11:30 am–12:30 pm
Jones 303 5747 S. Ellis Ave.
Aravindan Vijayaraghavan
Department of Computer Science
Northwestern University
Title: Finding Small Confidence Sets in High Dimensions
Abstract: Constructing confidence sets is a fundamental problem in statistics: given samples from an arbitrary distribution and a target coverage $1-\alpha$ (e.g., 0.90), the goal is to find a set that covers $1-\alpha$ probability mass while having as small a volume as possible. This task underlies a wide range of applications, including uncertainty quantification and support estimation. Even when restricted to simple geometric families such as Euclidean balls, finding small confidence sets is computationally challenging in high dimensions.

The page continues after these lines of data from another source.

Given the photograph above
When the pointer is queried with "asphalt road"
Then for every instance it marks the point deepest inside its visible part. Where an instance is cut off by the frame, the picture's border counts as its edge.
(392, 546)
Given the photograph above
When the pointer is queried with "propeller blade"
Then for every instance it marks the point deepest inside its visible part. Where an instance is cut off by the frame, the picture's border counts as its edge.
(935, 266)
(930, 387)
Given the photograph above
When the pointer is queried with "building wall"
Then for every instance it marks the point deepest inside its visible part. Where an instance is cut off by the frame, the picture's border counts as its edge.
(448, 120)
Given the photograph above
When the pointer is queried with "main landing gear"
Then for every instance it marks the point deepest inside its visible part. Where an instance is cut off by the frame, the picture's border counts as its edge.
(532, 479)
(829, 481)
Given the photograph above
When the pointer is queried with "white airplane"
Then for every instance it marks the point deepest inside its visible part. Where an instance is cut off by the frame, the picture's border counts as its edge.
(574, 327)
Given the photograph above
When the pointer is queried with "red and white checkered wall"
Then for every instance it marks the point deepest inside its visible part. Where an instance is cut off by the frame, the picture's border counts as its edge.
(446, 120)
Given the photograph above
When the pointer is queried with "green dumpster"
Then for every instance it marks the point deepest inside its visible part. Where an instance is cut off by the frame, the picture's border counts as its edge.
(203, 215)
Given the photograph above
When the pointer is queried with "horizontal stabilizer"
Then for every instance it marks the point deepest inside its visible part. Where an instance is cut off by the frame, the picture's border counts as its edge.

This raises a key question: can we design computationally efficient methods that find these sets with provably near-optimal size?
In this talk, I will present new algorithms that learn confidence balls and confidence ellipsoids with rigorous guarantees of coverage and approximate volume optimality. The algorithms use new connections to robust statistics, convex optimization duality, and the Brascamp-Lieb inequality. Time permitting, I will discuss discrete variants of the problem and their applications to conformal prediction.

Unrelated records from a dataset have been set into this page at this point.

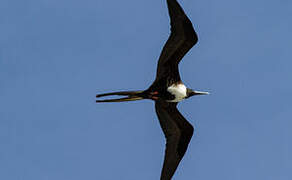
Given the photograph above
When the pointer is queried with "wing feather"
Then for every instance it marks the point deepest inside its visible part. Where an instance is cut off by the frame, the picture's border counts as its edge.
(182, 38)
(178, 133)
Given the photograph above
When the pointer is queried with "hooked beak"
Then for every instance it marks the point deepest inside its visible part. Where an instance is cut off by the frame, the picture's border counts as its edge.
(192, 93)
(200, 93)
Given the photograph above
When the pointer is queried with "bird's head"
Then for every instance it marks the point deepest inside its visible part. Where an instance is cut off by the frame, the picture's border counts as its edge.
(191, 92)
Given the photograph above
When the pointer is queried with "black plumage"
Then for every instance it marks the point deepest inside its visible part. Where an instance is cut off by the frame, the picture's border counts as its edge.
(178, 131)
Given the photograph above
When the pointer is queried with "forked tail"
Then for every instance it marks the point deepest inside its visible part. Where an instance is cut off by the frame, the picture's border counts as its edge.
(130, 96)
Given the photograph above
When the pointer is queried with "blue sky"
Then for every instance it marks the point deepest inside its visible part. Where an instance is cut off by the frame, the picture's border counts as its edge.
(56, 55)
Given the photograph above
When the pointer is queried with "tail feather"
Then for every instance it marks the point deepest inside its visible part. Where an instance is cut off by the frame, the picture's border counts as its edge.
(131, 96)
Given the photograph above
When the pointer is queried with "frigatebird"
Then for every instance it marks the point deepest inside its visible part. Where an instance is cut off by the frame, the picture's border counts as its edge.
(167, 90)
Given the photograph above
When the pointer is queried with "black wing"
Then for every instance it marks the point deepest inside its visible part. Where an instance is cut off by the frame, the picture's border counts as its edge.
(182, 38)
(178, 133)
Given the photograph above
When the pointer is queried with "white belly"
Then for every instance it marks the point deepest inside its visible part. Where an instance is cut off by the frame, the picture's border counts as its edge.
(179, 91)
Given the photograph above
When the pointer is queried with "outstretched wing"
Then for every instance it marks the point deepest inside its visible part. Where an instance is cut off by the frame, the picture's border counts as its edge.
(178, 133)
(182, 38)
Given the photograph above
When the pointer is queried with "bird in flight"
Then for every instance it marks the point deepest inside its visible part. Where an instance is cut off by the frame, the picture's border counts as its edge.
(168, 89)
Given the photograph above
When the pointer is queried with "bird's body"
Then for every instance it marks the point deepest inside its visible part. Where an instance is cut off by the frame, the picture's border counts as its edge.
(167, 90)
(179, 91)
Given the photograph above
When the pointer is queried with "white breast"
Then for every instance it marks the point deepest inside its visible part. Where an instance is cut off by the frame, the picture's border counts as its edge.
(179, 91)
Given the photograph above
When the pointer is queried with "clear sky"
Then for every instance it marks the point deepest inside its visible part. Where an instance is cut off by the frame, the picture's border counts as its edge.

Based mostly on joint work with Chao Gao, Liren Shan, and Vaidehi Srinivas.
Bio: Aravindan Vijayaraghavan is the Charles Deering McCormick Professor of Teaching Excellence and Associate Professor of Computer Science at Northwestern University. He is also the Co-Director of the NSF Institute for Data, Econometrics, Algorithms and Learning (IDEAL). His research interests are broadly in algorithms and foundations of data science and machine learning.